The truth is that mainly intolerant values, principles and sentiments of nationalism and xenophobia, instilled in the collective mind of millions of Americans have persevered and, still today, are a very important part of the identity of the nation. In a series of very influential papers published by Jay and Hamilton (the latter considered Father of the U.S. Constitution), which paved the way for the ratification of the Constitution of the United States, one can find expressed sentiments in line with those of segregation and the rejection of foreign peoples:
“Providence has given this country to people descended from the same ancestors that speak the same language, profess the same religion and endorse the same government principles”.
Not only can we observe slight notes of incipient intolerance in the preceding passage written by John Jay, but also, by observing the events that led to the foundation of one of the most prosperous countries in the world, we can find innumerable examples of this phenomenon, plastered all over American History.
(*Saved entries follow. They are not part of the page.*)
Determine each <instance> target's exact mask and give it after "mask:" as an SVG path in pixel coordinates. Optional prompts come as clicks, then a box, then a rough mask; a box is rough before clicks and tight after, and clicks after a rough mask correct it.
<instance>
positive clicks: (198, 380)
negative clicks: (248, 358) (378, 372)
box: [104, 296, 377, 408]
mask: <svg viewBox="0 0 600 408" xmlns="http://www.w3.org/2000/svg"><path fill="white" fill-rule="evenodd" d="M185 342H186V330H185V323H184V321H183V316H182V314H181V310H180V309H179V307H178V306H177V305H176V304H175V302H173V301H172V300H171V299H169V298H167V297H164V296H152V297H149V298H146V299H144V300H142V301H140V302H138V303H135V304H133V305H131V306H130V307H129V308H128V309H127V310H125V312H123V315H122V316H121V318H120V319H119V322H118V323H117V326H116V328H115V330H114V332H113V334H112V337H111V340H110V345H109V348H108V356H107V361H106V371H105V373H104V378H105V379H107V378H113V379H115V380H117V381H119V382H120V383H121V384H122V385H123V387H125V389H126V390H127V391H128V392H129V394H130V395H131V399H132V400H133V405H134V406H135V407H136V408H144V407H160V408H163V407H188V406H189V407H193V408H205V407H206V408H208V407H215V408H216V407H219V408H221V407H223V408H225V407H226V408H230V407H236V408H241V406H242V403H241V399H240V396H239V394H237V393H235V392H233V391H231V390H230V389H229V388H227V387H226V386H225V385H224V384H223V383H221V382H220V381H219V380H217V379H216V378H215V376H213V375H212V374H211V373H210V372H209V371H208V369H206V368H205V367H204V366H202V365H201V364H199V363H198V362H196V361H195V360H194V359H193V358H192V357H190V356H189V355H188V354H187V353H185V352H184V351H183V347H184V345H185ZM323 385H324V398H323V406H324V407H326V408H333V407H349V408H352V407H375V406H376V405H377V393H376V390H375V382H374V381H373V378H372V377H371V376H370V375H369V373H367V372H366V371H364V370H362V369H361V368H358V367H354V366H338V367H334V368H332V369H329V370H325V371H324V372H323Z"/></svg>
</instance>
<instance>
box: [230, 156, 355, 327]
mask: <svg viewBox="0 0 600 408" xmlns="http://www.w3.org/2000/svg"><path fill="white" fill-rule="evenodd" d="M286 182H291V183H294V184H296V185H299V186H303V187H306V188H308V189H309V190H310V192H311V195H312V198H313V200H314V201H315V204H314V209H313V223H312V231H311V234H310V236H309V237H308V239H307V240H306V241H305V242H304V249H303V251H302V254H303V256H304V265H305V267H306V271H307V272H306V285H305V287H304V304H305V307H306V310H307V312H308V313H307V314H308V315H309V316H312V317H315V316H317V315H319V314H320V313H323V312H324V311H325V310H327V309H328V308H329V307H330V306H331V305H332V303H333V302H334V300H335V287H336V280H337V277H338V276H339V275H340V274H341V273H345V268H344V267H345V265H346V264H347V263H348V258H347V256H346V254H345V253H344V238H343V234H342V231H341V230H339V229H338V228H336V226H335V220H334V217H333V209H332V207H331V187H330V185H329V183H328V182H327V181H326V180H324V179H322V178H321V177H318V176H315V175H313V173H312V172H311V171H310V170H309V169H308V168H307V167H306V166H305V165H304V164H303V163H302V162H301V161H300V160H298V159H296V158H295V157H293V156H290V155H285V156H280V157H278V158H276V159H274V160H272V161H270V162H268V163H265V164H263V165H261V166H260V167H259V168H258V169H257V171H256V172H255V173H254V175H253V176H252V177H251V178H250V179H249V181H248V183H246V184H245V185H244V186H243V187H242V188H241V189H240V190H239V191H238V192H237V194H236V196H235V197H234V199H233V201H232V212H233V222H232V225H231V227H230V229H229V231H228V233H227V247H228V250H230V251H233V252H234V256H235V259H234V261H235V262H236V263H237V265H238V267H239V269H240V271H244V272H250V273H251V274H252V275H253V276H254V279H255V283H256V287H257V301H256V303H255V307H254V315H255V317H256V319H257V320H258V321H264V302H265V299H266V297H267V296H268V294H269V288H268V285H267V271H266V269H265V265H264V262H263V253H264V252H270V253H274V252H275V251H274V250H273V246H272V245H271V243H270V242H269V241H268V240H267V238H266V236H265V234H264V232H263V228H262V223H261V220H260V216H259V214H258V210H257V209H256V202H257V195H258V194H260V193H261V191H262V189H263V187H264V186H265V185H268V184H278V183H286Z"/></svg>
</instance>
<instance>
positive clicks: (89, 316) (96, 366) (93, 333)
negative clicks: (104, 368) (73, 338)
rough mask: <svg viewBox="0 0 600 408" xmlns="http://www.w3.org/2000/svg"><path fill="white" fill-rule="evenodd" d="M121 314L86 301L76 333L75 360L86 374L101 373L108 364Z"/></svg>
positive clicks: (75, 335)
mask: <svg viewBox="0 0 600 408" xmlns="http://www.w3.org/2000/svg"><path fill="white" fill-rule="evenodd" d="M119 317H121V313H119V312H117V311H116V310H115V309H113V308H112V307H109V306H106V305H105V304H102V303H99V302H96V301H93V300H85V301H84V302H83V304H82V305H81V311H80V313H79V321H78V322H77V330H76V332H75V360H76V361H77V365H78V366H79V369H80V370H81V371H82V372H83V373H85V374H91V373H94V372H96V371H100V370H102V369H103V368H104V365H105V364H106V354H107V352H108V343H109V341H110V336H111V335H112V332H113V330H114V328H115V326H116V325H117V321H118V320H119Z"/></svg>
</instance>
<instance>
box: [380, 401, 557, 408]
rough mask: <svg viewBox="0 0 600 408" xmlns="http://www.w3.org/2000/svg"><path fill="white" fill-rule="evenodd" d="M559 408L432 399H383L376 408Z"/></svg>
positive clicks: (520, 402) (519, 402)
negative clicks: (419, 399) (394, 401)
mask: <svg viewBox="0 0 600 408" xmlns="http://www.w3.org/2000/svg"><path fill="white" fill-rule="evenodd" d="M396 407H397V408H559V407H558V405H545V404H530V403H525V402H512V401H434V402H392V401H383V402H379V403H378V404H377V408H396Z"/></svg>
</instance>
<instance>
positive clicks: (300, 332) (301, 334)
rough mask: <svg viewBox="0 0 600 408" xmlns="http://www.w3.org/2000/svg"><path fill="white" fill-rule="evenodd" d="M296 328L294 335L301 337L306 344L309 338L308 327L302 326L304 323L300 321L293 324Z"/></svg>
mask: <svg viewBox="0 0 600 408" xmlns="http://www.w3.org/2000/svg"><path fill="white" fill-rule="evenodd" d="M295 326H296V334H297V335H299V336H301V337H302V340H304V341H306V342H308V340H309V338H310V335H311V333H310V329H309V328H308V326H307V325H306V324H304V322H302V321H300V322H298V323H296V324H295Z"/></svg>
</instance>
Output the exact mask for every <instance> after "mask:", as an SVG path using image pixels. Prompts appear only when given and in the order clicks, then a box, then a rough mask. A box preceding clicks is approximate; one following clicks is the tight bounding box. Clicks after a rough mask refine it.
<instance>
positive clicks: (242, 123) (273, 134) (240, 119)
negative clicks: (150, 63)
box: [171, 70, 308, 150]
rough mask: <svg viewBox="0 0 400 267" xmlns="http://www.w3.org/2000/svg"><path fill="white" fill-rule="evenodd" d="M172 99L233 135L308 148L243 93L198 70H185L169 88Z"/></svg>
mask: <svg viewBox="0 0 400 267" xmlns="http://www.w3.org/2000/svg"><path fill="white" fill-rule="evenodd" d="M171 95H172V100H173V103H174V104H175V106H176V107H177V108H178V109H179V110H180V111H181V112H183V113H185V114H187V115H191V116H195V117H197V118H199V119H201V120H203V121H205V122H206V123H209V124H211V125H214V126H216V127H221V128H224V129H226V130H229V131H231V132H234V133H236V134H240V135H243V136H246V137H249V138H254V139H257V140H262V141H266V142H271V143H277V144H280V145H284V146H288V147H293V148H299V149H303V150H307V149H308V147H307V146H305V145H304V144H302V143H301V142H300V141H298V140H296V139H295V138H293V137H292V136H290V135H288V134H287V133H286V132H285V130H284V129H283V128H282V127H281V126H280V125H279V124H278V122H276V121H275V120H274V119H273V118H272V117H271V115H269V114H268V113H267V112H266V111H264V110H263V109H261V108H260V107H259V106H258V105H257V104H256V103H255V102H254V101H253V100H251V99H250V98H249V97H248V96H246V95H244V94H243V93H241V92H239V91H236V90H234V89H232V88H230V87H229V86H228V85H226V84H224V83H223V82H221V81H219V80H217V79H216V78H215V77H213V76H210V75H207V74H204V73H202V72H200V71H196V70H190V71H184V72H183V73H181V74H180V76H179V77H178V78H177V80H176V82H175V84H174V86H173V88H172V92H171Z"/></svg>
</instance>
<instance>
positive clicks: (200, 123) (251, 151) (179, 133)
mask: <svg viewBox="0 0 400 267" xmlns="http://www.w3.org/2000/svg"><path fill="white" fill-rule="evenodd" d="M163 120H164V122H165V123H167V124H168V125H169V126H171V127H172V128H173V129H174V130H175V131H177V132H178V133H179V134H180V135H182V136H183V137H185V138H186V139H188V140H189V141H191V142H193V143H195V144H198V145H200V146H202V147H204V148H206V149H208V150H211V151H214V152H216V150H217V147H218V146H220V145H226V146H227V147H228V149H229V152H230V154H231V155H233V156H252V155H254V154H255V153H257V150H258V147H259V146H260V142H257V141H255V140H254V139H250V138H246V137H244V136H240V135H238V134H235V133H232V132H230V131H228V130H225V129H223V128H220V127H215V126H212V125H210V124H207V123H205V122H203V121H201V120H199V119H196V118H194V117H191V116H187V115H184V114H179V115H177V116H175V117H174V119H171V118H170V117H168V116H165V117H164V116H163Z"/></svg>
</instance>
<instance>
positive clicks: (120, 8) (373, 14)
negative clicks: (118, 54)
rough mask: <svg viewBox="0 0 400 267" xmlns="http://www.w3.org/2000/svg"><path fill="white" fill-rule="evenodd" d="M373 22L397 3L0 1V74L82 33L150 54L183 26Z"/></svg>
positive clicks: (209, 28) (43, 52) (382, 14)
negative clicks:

During the colonization process of the Americas, enslavement and genocide of indigenous peoples in the name of God were common currency. Whichever the point in history may be, we could always find examples that support the theory that America is built upon a hill of intolerance, either through plain genocide or through less violent methods of eradication of the non-white communities. In 1630, English Puritans that fled to America established themselves in the colonies and settlements in the New England area.
One of the most important and influential colonies was the Massachusetts Bay Colony. The form of government was a theocracy and power was exercised in a rather authoritarian fashion. These religiously conservative methods heavily influenced other colonies in the New England region as well. John Winthrop was a European, an Englishman and the founder of the Massachusetts Bay Colony.